Many weekends will find me wandering the beaches, backroads and botanical gardens in search of new plants to give me the “flora fix.” As tempting as it is to slip a cutting or seedpod into my purse, most of my wanderings result in photographs instead (though I won’t deny having given in to the former urge on occasion).
Moving to California a decade ago definitely introduced me to a new world of plants. According to my friends at the California Native Plant Society, there are about 6,300 native plants in this state. While many of them are not so pretty and glamorous, there are some show-stoppers that show up pretty darn well through the lens.
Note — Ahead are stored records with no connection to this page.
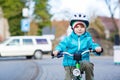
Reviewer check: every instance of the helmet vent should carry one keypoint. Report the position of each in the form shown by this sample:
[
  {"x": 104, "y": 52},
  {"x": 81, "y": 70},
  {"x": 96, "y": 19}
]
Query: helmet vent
[
  {"x": 79, "y": 15},
  {"x": 84, "y": 16},
  {"x": 75, "y": 15}
]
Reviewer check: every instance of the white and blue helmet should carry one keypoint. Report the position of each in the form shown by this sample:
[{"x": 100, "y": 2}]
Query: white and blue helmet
[{"x": 83, "y": 18}]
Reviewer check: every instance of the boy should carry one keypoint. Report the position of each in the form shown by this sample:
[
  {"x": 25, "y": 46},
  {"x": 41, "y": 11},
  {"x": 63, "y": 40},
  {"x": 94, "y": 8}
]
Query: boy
[{"x": 78, "y": 41}]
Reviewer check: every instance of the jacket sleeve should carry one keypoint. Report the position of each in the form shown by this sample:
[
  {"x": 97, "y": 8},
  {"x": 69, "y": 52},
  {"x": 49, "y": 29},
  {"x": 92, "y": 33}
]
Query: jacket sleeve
[
  {"x": 62, "y": 45},
  {"x": 93, "y": 44}
]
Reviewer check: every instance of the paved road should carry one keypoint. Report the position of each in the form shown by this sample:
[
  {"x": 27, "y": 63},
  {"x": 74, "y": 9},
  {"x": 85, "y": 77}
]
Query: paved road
[
  {"x": 18, "y": 69},
  {"x": 105, "y": 69},
  {"x": 51, "y": 69}
]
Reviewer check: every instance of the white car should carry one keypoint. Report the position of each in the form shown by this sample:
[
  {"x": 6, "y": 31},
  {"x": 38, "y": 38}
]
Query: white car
[{"x": 29, "y": 46}]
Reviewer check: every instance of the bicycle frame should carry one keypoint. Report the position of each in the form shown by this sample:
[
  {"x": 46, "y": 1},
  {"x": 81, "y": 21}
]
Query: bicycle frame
[{"x": 76, "y": 72}]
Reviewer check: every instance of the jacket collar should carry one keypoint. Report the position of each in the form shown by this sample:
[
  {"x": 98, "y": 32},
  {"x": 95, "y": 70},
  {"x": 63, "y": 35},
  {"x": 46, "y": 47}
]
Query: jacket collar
[{"x": 86, "y": 34}]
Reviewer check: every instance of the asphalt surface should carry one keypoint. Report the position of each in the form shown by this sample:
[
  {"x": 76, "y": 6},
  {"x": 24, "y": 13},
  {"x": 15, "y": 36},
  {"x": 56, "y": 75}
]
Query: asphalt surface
[{"x": 104, "y": 69}]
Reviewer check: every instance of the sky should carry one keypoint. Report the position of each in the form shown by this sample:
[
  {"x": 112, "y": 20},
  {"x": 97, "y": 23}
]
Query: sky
[{"x": 90, "y": 7}]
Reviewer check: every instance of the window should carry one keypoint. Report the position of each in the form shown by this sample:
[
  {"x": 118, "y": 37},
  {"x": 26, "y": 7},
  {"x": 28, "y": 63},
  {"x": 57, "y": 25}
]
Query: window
[
  {"x": 41, "y": 41},
  {"x": 27, "y": 42},
  {"x": 14, "y": 42}
]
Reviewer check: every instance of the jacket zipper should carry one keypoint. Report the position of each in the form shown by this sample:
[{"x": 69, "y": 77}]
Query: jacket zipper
[{"x": 78, "y": 44}]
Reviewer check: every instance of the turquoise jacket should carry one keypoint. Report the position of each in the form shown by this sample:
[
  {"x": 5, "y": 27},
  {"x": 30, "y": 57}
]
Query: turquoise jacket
[{"x": 76, "y": 44}]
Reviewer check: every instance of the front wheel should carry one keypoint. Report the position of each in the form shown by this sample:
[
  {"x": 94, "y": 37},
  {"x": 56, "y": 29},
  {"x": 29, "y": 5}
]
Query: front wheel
[
  {"x": 77, "y": 78},
  {"x": 38, "y": 54}
]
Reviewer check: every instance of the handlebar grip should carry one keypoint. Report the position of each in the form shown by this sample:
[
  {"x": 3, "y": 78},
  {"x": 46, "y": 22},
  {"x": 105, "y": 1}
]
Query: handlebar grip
[
  {"x": 60, "y": 54},
  {"x": 52, "y": 54}
]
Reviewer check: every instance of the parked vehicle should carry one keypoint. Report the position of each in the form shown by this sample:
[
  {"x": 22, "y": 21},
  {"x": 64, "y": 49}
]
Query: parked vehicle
[{"x": 29, "y": 46}]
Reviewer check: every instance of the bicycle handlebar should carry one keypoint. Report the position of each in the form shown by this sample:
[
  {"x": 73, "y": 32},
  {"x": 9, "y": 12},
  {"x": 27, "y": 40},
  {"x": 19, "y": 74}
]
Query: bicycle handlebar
[{"x": 60, "y": 54}]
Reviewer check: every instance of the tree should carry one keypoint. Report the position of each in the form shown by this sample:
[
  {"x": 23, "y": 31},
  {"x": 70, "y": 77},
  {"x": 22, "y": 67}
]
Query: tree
[
  {"x": 42, "y": 15},
  {"x": 12, "y": 10},
  {"x": 112, "y": 7}
]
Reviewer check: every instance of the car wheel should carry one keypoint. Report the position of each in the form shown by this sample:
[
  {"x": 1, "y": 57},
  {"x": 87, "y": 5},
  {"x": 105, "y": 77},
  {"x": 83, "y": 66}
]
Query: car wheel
[
  {"x": 29, "y": 57},
  {"x": 38, "y": 55}
]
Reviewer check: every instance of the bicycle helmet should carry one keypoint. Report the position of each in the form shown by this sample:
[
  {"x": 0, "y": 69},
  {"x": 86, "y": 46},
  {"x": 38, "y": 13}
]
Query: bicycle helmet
[{"x": 79, "y": 18}]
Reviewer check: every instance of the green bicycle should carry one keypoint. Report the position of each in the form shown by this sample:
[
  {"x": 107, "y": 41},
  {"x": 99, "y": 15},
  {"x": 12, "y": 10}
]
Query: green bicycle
[{"x": 77, "y": 74}]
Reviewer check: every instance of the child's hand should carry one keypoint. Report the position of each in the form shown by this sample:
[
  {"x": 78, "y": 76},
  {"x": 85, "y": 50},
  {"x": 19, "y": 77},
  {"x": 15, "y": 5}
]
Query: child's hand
[
  {"x": 55, "y": 52},
  {"x": 98, "y": 49}
]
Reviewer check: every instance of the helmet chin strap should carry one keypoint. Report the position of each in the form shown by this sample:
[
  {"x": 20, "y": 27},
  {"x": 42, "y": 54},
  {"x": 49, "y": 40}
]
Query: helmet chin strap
[{"x": 75, "y": 33}]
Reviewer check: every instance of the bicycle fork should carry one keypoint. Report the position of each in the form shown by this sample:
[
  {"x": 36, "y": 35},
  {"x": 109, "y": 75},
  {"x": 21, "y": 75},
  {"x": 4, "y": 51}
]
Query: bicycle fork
[{"x": 77, "y": 73}]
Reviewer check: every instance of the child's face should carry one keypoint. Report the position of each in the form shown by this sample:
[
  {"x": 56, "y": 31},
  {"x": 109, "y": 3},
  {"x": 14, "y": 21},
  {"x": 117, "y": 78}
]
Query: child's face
[{"x": 79, "y": 29}]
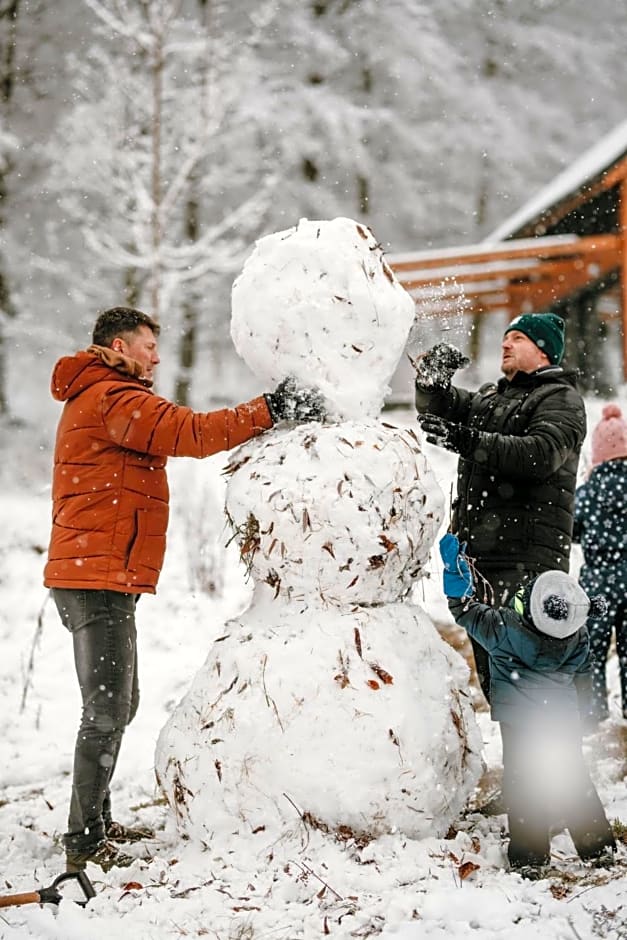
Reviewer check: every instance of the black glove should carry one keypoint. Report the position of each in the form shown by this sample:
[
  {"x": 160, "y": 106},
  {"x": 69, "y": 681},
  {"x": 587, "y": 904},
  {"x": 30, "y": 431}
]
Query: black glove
[
  {"x": 435, "y": 368},
  {"x": 455, "y": 437},
  {"x": 290, "y": 402}
]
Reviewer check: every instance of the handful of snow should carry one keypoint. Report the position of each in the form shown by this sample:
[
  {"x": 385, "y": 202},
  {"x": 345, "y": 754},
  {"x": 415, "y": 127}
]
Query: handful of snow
[{"x": 319, "y": 302}]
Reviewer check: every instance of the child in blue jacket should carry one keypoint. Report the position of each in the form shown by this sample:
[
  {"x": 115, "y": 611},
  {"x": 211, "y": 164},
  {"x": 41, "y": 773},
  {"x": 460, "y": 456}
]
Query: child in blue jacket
[{"x": 540, "y": 679}]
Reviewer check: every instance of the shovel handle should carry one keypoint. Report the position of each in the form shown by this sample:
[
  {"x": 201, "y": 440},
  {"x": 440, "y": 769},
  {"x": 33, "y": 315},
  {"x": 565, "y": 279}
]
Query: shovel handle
[{"x": 13, "y": 900}]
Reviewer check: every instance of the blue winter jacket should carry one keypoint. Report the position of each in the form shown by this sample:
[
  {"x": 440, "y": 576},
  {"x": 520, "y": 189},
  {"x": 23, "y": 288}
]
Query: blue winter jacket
[{"x": 532, "y": 676}]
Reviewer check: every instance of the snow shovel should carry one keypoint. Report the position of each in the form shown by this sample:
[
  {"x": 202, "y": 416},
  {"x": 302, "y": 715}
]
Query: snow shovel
[{"x": 51, "y": 895}]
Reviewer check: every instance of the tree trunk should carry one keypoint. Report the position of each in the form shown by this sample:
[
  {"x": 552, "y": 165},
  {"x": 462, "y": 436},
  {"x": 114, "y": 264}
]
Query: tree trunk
[{"x": 8, "y": 15}]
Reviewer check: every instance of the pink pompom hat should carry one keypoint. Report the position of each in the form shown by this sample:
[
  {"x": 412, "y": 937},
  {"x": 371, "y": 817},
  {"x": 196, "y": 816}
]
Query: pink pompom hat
[{"x": 609, "y": 438}]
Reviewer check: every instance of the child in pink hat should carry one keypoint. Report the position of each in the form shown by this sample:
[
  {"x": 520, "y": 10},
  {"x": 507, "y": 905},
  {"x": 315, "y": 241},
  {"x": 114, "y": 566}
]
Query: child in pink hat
[{"x": 600, "y": 526}]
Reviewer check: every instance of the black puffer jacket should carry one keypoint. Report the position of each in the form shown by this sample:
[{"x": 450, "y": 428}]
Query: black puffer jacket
[{"x": 516, "y": 478}]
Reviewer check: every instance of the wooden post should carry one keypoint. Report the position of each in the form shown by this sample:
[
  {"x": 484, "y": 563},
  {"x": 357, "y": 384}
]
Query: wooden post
[{"x": 622, "y": 198}]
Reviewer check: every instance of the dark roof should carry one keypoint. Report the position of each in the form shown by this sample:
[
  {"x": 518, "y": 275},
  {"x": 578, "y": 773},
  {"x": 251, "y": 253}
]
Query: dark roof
[{"x": 576, "y": 201}]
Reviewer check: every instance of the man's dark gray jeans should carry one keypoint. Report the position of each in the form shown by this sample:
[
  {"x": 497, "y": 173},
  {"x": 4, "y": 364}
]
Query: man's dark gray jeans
[{"x": 102, "y": 624}]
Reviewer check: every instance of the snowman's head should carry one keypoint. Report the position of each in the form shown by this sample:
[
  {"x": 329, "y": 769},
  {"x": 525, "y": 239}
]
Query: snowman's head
[{"x": 319, "y": 302}]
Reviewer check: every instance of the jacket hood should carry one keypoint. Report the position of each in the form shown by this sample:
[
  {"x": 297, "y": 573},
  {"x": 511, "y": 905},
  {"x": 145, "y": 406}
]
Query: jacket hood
[{"x": 73, "y": 374}]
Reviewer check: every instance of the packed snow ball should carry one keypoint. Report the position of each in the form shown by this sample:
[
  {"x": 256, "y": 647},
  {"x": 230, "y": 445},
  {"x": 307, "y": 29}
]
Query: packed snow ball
[
  {"x": 340, "y": 514},
  {"x": 319, "y": 302}
]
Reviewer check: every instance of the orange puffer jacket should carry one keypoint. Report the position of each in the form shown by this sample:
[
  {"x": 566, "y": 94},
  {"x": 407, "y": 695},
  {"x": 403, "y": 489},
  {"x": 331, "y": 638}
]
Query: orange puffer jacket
[{"x": 110, "y": 490}]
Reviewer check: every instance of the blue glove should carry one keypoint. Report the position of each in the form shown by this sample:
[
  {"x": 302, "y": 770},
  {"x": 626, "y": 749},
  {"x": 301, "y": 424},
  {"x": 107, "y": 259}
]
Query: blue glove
[{"x": 457, "y": 577}]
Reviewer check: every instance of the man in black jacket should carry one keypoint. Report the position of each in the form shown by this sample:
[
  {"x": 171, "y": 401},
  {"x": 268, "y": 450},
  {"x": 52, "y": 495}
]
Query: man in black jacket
[{"x": 518, "y": 443}]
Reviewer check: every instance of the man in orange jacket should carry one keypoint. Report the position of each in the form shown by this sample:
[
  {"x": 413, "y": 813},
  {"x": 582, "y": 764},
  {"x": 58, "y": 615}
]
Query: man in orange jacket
[{"x": 110, "y": 515}]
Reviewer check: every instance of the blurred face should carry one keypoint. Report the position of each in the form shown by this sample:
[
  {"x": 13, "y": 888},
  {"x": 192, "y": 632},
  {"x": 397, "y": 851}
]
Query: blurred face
[
  {"x": 140, "y": 345},
  {"x": 520, "y": 354}
]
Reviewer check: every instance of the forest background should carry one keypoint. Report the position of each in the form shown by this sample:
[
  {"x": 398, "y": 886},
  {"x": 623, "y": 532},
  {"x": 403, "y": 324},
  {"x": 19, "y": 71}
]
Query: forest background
[{"x": 146, "y": 144}]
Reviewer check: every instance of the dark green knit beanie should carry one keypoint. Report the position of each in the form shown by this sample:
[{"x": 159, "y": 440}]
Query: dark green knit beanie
[{"x": 546, "y": 330}]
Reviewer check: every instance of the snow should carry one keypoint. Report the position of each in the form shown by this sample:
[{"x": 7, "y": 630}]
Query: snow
[
  {"x": 302, "y": 886},
  {"x": 330, "y": 310},
  {"x": 335, "y": 523}
]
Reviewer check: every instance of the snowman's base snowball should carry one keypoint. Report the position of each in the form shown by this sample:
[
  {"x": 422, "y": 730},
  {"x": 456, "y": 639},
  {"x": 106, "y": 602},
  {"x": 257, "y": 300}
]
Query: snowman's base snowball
[{"x": 359, "y": 721}]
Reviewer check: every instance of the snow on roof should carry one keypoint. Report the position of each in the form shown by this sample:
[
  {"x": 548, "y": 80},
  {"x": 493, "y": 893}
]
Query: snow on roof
[{"x": 589, "y": 166}]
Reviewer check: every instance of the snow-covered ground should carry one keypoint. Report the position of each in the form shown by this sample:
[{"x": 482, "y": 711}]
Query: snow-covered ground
[{"x": 305, "y": 885}]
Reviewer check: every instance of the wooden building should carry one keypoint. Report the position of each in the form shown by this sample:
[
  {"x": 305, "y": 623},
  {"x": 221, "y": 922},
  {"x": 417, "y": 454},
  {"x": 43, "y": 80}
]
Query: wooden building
[{"x": 565, "y": 250}]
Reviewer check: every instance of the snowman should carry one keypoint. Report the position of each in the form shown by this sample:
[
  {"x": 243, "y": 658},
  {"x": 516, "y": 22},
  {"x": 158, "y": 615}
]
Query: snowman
[{"x": 332, "y": 697}]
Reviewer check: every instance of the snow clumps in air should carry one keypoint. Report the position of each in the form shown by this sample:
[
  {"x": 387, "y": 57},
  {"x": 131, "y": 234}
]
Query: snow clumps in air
[
  {"x": 332, "y": 700},
  {"x": 319, "y": 302}
]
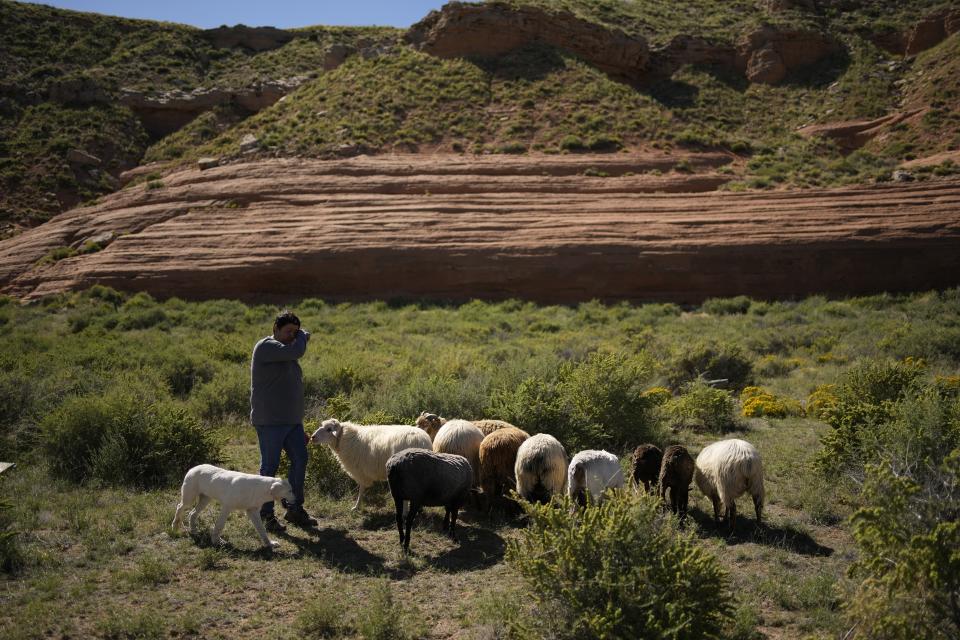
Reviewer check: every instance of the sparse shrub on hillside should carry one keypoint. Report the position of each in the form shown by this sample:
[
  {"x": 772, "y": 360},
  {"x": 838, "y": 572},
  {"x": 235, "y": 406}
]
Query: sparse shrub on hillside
[
  {"x": 726, "y": 306},
  {"x": 701, "y": 407},
  {"x": 907, "y": 530},
  {"x": 758, "y": 403},
  {"x": 711, "y": 361},
  {"x": 866, "y": 398},
  {"x": 125, "y": 439},
  {"x": 618, "y": 570}
]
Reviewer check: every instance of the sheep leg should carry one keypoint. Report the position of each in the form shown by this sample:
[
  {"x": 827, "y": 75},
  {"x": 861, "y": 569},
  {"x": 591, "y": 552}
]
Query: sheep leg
[
  {"x": 732, "y": 516},
  {"x": 716, "y": 509},
  {"x": 413, "y": 511},
  {"x": 359, "y": 497},
  {"x": 453, "y": 522},
  {"x": 400, "y": 513},
  {"x": 202, "y": 503}
]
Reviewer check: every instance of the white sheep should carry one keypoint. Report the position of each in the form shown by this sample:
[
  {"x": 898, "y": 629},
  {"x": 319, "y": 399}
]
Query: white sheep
[
  {"x": 363, "y": 450},
  {"x": 541, "y": 468},
  {"x": 461, "y": 438},
  {"x": 727, "y": 469},
  {"x": 593, "y": 472}
]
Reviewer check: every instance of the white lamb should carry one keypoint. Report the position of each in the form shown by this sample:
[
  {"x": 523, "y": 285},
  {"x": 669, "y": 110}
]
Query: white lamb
[
  {"x": 726, "y": 470},
  {"x": 462, "y": 438},
  {"x": 541, "y": 468},
  {"x": 593, "y": 472},
  {"x": 363, "y": 450}
]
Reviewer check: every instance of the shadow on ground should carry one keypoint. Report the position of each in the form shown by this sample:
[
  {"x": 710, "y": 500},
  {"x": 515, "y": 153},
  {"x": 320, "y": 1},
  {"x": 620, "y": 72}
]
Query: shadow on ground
[{"x": 783, "y": 537}]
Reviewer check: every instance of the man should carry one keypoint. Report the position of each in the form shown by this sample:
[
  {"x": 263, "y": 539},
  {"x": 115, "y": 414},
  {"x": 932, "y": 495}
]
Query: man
[{"x": 276, "y": 411}]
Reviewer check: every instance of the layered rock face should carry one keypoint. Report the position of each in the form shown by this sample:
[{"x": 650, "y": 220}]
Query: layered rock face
[
  {"x": 167, "y": 112},
  {"x": 492, "y": 29},
  {"x": 461, "y": 30},
  {"x": 460, "y": 228}
]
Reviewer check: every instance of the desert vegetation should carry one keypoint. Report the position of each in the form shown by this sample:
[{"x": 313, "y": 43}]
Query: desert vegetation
[{"x": 107, "y": 398}]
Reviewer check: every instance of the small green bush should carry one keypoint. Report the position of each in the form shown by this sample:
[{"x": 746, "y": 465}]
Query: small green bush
[
  {"x": 619, "y": 570},
  {"x": 384, "y": 618},
  {"x": 11, "y": 556},
  {"x": 908, "y": 568},
  {"x": 726, "y": 306},
  {"x": 865, "y": 399},
  {"x": 702, "y": 407},
  {"x": 717, "y": 361},
  {"x": 125, "y": 439}
]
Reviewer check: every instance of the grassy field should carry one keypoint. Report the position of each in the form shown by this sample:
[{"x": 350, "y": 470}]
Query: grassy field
[{"x": 96, "y": 557}]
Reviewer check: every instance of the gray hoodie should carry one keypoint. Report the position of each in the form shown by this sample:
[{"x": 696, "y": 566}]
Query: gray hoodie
[{"x": 276, "y": 381}]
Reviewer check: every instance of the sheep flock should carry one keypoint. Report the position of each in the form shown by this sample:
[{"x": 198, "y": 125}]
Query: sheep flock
[{"x": 491, "y": 463}]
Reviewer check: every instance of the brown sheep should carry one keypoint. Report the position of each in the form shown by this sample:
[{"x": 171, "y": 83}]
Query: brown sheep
[
  {"x": 646, "y": 465},
  {"x": 498, "y": 453},
  {"x": 676, "y": 472},
  {"x": 489, "y": 426}
]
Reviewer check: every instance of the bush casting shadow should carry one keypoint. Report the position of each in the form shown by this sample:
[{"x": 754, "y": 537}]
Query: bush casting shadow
[{"x": 747, "y": 530}]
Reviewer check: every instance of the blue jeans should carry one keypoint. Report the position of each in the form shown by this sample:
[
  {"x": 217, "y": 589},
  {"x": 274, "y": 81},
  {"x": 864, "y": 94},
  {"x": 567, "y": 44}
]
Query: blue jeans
[{"x": 276, "y": 438}]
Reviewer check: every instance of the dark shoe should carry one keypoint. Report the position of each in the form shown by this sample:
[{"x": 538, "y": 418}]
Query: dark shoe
[
  {"x": 299, "y": 517},
  {"x": 272, "y": 524}
]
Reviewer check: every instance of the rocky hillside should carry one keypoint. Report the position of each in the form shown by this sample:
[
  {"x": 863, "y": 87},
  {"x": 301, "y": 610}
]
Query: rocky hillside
[{"x": 571, "y": 99}]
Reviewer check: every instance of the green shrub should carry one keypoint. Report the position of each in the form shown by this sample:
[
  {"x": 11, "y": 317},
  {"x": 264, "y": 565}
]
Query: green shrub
[
  {"x": 726, "y": 306},
  {"x": 619, "y": 570},
  {"x": 702, "y": 407},
  {"x": 11, "y": 556},
  {"x": 384, "y": 618},
  {"x": 710, "y": 361},
  {"x": 908, "y": 536},
  {"x": 865, "y": 399},
  {"x": 603, "y": 396},
  {"x": 125, "y": 439}
]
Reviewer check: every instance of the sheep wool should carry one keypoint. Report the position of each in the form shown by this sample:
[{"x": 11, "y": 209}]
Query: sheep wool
[
  {"x": 498, "y": 453},
  {"x": 541, "y": 468},
  {"x": 488, "y": 426},
  {"x": 593, "y": 472},
  {"x": 727, "y": 469},
  {"x": 428, "y": 479},
  {"x": 431, "y": 423},
  {"x": 462, "y": 438},
  {"x": 363, "y": 450},
  {"x": 676, "y": 473}
]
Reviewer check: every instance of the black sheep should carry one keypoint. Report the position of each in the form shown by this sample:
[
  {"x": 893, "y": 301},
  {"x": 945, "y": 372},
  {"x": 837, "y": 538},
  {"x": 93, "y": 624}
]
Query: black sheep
[
  {"x": 428, "y": 479},
  {"x": 676, "y": 472},
  {"x": 646, "y": 465}
]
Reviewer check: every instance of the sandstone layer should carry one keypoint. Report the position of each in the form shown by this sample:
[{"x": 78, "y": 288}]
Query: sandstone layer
[{"x": 460, "y": 227}]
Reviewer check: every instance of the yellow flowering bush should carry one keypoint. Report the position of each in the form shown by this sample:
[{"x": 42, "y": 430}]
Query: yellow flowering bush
[{"x": 759, "y": 403}]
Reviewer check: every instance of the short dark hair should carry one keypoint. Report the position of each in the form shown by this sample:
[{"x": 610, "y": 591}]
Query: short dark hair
[{"x": 284, "y": 318}]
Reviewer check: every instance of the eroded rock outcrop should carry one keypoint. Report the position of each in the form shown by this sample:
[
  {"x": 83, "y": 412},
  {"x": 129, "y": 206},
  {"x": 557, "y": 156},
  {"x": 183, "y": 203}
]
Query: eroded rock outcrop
[
  {"x": 461, "y": 30},
  {"x": 253, "y": 38},
  {"x": 164, "y": 113},
  {"x": 929, "y": 32},
  {"x": 458, "y": 227}
]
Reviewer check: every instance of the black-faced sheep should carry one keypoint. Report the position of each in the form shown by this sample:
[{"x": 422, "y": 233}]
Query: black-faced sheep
[
  {"x": 541, "y": 468},
  {"x": 462, "y": 438},
  {"x": 646, "y": 465},
  {"x": 428, "y": 479},
  {"x": 498, "y": 454},
  {"x": 727, "y": 469},
  {"x": 363, "y": 450},
  {"x": 676, "y": 473},
  {"x": 593, "y": 472}
]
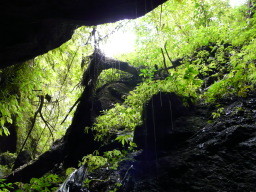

Take the lupine. Sure I’d grown a couple of varieties in my Great Lakes garden, but they never grew THREE FEET tall! I first encountered the wild Silver Bush Lupine (Lupinus albifrons) in all its glory on Soberanes/Rocky Ridge trail at Garrapata State Park. If it weren’t for these beauties that brightened a very foggy afternoon, I would have given up on the hike long before we reached 1,800 ft.
At a saner altitude, I discovered the lower growing Summer Lupine (Lupinus formosus var. formosus) in open sunny areas. And I was especially giddy to catch a shot of a sweet blue copper butterfly (I think, but corrections are welcome).
And on the back roads south of Carmel Valley, I found acres of Sky Lupines (Lupinus nanus) that crowded the edges of the roads, along fences, and across open grasses.
It almost makes me understand why Dennis Moore held up a stagecoach for this glorious flower.